Vicente Castelló Roselló, Profesor de la Universidad Jaume I de Castellón: "Toman especial relevancia las políticas activas como instrumento para combatir el desempleo junto con la modernización del Servicio Público de Empleo Estatal (SPE)."

Según el conjunto de las oficinas del Servicio Público de Empleo Estatal (SPE), el desempleo en diciembre disminuye (-10.221 personas, el -0,25%) y es el mejor dato de un mes de diciembre en los últimos 10 años, a pesar de que dicho mes es un mal dato para el paro. En términos interanuales aumenta en 176.470 personas (4,9%)

En este contexto, y aunque el aumento del desempleo en 2010 ha sido el menor en los tres últimos años, se hace preciso una mejora en el funcionamiento del mercado laboral. Por ello, toman especial relevancia las políticas activas como instrumento para combatir el desempleo junto con la modernización de los SPE, y en particular la aprobación de determinadas medidas que son ejes fundamentales de la reforma laboral.

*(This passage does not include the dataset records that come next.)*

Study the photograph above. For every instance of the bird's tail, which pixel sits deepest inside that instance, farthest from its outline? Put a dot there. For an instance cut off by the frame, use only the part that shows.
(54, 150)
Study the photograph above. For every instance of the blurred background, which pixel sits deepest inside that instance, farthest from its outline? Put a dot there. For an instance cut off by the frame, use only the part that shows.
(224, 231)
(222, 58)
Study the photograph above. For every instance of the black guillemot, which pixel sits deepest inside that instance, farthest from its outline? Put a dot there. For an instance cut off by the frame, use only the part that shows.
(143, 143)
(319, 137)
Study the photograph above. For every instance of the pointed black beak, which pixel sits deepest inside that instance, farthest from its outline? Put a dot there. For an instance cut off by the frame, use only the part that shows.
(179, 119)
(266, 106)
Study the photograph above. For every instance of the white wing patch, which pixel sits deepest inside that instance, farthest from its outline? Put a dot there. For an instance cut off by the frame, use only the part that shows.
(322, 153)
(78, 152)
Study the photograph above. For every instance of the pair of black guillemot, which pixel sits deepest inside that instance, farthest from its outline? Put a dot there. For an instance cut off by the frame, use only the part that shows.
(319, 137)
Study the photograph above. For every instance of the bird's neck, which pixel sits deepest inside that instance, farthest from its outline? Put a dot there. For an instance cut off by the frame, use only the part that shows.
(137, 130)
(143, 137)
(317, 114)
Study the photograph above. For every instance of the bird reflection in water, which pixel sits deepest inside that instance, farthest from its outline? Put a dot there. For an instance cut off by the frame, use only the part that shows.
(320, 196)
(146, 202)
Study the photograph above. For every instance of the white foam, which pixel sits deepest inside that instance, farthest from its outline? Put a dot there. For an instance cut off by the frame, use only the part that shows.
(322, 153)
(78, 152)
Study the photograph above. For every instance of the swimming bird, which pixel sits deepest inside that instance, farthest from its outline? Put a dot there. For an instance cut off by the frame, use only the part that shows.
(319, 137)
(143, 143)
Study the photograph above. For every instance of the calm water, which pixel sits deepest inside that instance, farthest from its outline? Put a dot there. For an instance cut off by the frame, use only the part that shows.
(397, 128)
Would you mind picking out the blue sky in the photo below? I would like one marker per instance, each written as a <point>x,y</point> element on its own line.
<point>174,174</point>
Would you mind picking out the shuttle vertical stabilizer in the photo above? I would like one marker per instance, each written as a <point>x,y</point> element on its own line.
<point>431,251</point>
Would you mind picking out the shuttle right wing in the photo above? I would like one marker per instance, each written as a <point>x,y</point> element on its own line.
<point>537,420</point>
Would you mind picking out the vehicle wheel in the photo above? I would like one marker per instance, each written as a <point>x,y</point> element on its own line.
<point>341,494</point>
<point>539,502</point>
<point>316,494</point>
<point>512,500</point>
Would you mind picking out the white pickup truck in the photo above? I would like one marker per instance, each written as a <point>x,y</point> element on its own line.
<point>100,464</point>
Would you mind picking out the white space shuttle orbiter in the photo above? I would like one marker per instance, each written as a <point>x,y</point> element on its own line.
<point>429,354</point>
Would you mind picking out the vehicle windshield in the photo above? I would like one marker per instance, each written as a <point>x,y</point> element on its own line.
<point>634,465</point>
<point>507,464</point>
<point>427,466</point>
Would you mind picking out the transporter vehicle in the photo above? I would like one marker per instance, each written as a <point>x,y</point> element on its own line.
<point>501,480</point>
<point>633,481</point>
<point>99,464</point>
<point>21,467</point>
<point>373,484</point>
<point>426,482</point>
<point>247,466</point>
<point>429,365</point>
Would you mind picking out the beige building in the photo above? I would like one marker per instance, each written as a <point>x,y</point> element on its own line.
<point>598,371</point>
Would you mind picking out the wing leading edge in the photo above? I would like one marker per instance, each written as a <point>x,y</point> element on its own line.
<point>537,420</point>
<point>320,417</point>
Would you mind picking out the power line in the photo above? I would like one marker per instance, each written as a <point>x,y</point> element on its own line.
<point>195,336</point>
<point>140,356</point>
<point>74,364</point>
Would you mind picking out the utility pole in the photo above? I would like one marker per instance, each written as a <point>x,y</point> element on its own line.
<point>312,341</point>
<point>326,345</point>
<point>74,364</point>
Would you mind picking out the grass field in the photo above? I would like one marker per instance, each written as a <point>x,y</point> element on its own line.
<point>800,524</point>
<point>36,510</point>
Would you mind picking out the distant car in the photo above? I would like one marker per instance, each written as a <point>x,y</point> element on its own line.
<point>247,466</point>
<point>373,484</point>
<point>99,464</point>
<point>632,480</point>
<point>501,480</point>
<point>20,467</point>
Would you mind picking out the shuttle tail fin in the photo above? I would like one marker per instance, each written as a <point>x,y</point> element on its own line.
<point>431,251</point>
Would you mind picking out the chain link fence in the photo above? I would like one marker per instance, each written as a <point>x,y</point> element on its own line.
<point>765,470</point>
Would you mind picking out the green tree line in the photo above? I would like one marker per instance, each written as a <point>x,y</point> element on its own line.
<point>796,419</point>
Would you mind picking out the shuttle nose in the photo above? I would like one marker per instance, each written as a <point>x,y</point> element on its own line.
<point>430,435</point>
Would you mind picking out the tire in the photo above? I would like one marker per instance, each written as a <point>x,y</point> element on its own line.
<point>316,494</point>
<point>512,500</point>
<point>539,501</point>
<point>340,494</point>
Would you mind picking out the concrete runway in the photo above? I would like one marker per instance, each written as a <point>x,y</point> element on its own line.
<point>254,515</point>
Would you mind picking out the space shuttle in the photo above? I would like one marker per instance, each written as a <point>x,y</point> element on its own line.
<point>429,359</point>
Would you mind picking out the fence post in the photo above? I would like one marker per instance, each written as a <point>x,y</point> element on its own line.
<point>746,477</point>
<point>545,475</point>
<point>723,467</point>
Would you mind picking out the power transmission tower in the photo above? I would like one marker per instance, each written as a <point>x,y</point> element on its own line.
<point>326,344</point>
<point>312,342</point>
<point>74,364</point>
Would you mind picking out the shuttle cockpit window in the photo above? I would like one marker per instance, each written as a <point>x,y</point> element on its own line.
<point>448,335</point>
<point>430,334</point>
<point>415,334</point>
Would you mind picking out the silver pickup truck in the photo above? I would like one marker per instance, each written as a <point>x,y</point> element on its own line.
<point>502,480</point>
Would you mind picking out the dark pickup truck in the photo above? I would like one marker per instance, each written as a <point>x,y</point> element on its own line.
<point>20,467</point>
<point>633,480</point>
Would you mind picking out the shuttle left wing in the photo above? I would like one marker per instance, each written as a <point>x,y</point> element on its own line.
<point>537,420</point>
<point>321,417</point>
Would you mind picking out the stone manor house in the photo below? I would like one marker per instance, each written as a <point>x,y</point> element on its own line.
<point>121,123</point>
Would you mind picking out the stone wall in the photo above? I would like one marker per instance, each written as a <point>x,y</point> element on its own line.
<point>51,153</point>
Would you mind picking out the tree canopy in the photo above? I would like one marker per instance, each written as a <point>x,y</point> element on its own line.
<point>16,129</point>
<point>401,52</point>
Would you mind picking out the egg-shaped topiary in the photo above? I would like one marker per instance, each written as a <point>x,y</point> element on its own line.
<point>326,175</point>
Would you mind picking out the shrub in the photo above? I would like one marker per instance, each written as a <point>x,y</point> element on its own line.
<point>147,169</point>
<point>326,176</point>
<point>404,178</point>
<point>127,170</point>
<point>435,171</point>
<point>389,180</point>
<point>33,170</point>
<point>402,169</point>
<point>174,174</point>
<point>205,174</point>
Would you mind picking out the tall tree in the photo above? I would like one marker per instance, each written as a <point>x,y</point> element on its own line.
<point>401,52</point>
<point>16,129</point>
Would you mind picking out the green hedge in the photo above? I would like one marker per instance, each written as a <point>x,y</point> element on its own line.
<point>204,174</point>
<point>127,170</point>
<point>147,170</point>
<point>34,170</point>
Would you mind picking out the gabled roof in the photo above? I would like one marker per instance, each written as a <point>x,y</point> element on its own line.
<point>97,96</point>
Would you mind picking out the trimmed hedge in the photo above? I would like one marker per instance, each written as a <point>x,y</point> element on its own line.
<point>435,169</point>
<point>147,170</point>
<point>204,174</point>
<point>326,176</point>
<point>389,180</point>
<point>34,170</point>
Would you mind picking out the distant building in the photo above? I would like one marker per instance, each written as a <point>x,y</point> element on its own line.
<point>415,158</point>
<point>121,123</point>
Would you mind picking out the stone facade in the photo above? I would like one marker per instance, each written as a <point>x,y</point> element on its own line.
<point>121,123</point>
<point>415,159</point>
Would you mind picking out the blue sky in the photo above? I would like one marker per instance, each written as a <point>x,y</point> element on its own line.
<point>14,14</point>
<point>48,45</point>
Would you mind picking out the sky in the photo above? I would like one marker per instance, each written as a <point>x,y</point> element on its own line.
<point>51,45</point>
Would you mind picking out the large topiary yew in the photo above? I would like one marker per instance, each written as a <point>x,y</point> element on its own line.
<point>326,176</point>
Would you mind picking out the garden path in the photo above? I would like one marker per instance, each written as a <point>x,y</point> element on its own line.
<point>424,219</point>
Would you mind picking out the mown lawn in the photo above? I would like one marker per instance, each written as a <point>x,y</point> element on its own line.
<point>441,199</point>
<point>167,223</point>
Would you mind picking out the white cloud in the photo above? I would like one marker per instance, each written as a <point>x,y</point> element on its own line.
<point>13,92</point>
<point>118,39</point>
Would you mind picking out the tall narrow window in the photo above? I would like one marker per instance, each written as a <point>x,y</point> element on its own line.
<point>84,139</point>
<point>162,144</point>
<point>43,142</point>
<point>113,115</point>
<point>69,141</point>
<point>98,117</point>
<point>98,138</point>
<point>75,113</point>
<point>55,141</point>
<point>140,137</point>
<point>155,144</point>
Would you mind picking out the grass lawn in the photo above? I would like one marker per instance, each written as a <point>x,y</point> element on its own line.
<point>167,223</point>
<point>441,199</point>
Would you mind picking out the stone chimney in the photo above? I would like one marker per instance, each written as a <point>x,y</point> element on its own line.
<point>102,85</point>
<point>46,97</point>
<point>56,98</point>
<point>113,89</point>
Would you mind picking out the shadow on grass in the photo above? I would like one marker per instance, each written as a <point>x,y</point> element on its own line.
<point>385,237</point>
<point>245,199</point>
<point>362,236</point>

En la primera de ellas se regulan las agencias de colocación privadas con el objetivo de impulsar la intermediación a través de la colaboración o coordinación público-privada, pero se asegura la centralidad de los SPE respecto de estas agencias mediante la exigencia de una autorización administrativa del SPE competente para el desarrollo de su actividad. Además, deberán cumplir con determinados requisitos, entre ellos, que el 40% de su actividad proceda de fondos propios y no tenga que depender solo del dinero público. Así, se pretende fortalecer la organización de los SPE complementando su funcionamiento y aprovechando las sinergias.

Como no podría ser de otra manera, se garantizan los derechos de intimidad y dignidad de los trabajadores, universalizando el principio de total gratuidad para los trabajadores, respecto al coste de la intermediación (no podrán cobrar a los trabajadores cantidad alguna ni siquiera por el coste de los servicios).

Es necesario resaltar que el papel que puede desempeñar el SPE nunca podrá corresponder a las agencias de empleo privadas. La Administración general tendrá que desempeñar una función incluso mucho más importante para lograr igualdad de condiciones y establecer reglas, de manera que las agencias de colocación, tanto privadas como públicas, puedan proporcionar servicios integrales de empleo. La Administración general debe ser la autoridad pública superior para garantizar el buen gobierno del mercado laboral. Entonces podremos hablar de la función social del SPE, así como de su participación en el mercado laboral.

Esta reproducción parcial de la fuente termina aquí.